59.38166666666724.673611111111Koordinaten: 59° 23′ N, 24° 40′ O

Straße in Nõmme
Bahnhof von Nõmme

Nõmme ist ein Stadtteil der estnischen Hauptstadt Tallinn. Die Gesamtfläche beträgt 28 km². In Nõmme leben 35.463 Menschen (Stand: 31. Dezember 2011).

Lage[Bearbeiten]

Nõmme liegt im Südwesten Tallinns, mit dem Stadtteil Mustamäe im Norden und der Stadtgrenze im Süden. Östlich von Nõmme befindet sich der See Ülemiste, nordwestlich des Harku-See.
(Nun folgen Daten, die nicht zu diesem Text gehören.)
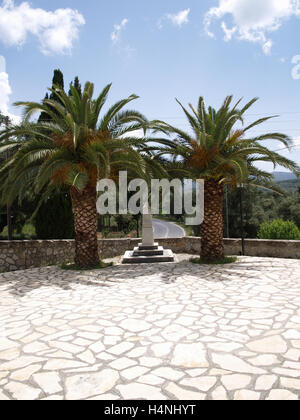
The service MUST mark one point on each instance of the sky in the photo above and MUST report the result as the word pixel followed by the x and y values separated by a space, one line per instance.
pixel 159 50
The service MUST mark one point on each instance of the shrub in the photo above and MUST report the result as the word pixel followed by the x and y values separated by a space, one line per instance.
pixel 279 229
pixel 54 219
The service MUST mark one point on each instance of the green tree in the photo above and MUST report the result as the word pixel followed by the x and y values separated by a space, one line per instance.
pixel 77 86
pixel 74 150
pixel 279 229
pixel 220 151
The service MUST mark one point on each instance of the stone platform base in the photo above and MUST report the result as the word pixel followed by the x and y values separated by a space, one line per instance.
pixel 148 254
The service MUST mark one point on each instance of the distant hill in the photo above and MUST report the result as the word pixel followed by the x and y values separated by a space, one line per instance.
pixel 284 176
pixel 290 186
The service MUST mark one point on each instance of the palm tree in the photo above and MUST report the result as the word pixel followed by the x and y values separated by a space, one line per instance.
pixel 219 150
pixel 75 148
Bis 1940 war Nõmme eine eigene Stadt, bevor sie nach Tallinn eingemeindet wurde.[1]

Stadtbezirke[Bearbeiten]

Der Stadtteil wird heute in neun Bezirke untergliedert: Hiiu, Kivimäe, Laagri, Liiva, Männiku, Nõmme, Pääsküla, Rahumäe und Vana-Mustamäe.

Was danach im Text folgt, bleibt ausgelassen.